(Reuters) -The New York Times handily beat expectations for second-quarter digital subscriber growth, benefiting from its bundling strategy and strong growth at sports publication The Athletic in a summer dominated by the Euros and other tournaments.
Shares of the company rose around 6% in early trading on Wednesday.
The UEFA Champions League and the National Basketball Association playoffs boosted readership for The Athletic, driving a 19.4% rise in subscription revenue to $29.3 million and a 30% jump in advertising revenue to $7.1 million.
Total advertising revenue for the New York Times grew just 1.2% as marketers opted to spend their ad budgets on social media platforms like TikTok and Reddit that have much higher viewership.
To attract a wider audience, the publisher of the New York Times newspaper has been expanding its content distribution over the past few years by bundling podcasts, lifestyle articles and recipes.
Bundle and multi-product subscribers now make up around 45% of the company's total subscriber base with expectations that the segment will exceed 50% by the end of next year, CFO William Bardeen said.
The Athletic is on track to become profitable by next year, company executives said on a post-earnings call.
NYT ended the June quarter with around 10.8 million print and digital subscribers, with a target of reaching 15 million subscribers by the end of 2027.
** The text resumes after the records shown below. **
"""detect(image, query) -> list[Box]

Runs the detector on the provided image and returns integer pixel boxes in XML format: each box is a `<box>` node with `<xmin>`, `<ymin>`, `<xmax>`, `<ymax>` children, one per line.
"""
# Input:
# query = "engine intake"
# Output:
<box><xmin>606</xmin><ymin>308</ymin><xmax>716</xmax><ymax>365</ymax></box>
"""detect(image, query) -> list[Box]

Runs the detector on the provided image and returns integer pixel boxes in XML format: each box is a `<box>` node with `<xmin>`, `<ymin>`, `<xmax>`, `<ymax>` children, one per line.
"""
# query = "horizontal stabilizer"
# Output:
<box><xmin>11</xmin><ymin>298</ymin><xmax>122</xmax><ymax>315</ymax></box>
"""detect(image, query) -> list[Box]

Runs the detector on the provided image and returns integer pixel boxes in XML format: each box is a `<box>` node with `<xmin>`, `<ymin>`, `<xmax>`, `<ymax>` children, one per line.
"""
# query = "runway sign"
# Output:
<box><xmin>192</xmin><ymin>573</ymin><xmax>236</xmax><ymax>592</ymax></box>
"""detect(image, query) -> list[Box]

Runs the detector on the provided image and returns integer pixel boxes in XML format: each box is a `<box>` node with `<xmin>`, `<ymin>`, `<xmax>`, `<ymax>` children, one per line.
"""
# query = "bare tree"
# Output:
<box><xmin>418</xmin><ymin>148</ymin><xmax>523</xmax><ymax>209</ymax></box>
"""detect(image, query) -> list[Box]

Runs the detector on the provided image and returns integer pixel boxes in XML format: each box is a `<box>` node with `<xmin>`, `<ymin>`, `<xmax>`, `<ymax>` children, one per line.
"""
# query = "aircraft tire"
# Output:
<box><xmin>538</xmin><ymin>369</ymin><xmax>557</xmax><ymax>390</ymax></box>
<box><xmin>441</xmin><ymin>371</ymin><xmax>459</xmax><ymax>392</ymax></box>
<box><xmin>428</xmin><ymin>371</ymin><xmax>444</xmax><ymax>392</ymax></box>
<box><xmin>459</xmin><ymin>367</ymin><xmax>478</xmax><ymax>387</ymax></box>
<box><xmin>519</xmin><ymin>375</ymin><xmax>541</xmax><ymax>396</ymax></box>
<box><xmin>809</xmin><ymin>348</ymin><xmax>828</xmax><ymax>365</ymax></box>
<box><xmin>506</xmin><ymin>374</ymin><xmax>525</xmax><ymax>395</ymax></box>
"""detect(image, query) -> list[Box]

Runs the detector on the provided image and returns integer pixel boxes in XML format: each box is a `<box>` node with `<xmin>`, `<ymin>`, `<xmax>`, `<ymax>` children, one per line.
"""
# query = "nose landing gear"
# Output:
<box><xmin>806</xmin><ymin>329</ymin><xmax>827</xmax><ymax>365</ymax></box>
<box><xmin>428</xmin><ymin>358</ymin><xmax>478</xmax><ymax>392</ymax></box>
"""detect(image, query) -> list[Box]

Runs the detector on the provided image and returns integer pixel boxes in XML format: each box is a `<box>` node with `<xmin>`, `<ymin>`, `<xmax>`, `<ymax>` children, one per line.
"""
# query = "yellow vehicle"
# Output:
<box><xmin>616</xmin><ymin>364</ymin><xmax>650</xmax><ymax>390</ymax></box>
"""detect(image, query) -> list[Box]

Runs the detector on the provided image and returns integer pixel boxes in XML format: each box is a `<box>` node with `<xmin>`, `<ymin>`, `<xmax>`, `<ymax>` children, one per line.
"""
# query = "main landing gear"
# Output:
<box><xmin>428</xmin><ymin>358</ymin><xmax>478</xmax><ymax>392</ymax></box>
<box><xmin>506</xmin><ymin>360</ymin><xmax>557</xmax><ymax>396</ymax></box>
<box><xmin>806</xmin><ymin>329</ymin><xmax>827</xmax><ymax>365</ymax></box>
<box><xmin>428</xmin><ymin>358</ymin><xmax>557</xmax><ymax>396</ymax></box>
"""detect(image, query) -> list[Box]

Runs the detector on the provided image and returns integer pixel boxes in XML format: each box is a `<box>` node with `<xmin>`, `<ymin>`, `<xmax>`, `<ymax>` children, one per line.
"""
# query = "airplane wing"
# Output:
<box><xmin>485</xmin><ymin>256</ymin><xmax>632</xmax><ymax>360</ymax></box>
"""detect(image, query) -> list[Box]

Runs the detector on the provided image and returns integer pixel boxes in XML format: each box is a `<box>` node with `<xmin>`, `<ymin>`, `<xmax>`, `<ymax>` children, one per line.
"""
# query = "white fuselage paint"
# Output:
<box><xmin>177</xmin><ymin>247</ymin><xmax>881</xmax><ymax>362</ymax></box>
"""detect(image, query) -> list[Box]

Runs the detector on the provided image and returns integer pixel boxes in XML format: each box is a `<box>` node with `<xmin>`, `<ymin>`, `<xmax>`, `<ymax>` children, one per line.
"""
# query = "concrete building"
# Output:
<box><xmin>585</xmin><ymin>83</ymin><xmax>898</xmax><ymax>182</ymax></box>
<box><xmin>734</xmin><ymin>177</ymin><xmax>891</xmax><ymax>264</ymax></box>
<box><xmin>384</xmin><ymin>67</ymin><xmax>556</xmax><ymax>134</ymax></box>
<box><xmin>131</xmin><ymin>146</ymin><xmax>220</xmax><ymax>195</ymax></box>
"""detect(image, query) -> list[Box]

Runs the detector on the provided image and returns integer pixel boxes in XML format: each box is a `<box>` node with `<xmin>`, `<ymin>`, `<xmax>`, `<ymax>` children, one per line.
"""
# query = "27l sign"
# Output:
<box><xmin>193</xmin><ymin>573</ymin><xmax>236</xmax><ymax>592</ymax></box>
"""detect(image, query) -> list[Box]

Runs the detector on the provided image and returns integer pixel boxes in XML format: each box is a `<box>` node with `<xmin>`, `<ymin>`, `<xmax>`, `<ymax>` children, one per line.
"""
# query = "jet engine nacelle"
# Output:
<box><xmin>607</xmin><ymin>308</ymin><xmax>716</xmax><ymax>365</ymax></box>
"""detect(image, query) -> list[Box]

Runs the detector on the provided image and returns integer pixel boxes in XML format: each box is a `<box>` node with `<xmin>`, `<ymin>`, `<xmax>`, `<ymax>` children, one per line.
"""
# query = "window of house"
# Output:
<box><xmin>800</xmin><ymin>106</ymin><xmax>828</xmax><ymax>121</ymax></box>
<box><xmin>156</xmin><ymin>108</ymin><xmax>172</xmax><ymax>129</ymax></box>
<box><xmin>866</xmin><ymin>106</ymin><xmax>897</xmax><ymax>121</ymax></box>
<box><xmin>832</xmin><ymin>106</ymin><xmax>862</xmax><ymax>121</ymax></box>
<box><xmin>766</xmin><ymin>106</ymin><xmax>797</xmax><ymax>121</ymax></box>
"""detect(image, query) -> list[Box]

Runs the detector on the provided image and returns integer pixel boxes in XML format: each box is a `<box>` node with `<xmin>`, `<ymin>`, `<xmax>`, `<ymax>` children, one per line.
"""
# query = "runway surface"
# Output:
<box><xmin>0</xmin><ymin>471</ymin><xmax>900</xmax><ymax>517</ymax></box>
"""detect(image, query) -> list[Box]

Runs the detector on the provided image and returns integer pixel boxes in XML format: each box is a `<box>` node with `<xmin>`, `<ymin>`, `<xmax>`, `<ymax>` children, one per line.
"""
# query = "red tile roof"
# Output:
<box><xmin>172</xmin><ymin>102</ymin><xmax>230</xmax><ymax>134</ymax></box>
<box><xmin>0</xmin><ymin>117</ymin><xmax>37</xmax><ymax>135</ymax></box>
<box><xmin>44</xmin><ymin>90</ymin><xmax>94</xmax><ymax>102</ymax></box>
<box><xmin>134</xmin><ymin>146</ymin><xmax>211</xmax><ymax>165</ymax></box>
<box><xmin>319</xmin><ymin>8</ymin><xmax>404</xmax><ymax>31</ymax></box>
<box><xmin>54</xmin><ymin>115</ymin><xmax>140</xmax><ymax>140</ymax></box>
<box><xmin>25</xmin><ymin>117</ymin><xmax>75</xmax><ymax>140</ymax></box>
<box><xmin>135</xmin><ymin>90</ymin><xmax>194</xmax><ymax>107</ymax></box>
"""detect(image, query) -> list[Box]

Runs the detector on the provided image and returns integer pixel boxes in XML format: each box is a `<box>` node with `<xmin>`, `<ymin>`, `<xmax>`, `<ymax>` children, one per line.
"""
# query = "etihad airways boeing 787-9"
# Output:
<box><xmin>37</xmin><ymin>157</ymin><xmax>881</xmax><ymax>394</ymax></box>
It added around 300,000 digital-only subscribers in the second quarter, beating expectations of 186,900 according to five analysts polled by Visible Alpha.
The company reported subscription revenue of $439.3 million for the second quarter, compared with estimates of $438.9 million, according to LSEG data.
Adjusted profit came in at 45 cents per share, compared with estimates of 40 cents, while its total revenue of $625.1 million was slightly lower than expectations of $625.2 million.
Advertising revenue rose to $119.2 million, while analysts were expecting $120 million.